= Philagrius of Epirus =

Philagrius of Epirus (Φιλάγριος ὁ Ηπειρώτης; 3rd century CE) was a Greek medical writer from Epirus, who lived after Galen and before Oribasius, and therefore probably in the 3rd century CE. According to the Suda he was a pupil of a physician named Naumachius, and practiced his profession chiefly at Thessalonica.

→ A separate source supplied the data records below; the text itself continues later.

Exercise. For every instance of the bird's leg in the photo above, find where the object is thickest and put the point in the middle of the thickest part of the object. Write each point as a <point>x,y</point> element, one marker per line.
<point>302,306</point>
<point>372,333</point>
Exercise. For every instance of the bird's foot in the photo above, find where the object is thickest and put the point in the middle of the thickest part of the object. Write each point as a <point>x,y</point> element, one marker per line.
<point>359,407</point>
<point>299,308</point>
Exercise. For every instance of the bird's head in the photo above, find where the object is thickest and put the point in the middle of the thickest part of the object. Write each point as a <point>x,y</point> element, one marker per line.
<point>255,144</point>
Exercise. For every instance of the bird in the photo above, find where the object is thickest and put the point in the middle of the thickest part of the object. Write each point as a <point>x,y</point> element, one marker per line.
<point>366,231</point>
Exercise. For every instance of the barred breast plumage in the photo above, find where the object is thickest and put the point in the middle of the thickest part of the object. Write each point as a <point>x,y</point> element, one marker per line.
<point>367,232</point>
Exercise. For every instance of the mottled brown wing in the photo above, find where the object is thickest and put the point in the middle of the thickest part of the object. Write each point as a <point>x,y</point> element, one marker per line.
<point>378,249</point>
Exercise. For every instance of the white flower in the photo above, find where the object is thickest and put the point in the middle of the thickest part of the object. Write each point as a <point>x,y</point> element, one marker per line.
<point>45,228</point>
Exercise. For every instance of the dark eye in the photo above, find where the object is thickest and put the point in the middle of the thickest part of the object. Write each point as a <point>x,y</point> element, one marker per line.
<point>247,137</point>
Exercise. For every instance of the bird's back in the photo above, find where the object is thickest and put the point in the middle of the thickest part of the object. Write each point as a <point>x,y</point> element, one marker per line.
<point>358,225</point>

Theophilus gives him the title of περιοδευτής, periodeut, which probably means a physician who travelled from place to place in the exercise of his profession. He seems to have been well known to the Arabic medical writers, by whom he is frequently quoted, and who have preserved the titles of the following of his works.

1. De Impetigine
2. De iis quae Gingivae Dentibusque accidunt.
3. De iis qui Medico destituuntur.
4. De Morborum Indiciis
5. De Arthritidis Morbo.
6. De Renum vel Vesicae Calculo.
7. De Hepatis Morbo.
8. De Morbo Colico.
9. De Morbo Icterico.
10. De Cancri Morbo.
11. De Morsu Canis.

The Suda says he wrote as many as 70 volumes, but of these works only a few fragments remain, which are preserved by Oribasius, Aëtius, and others. In Cyril's Lexicon he is enumerated among the most eminent physicians.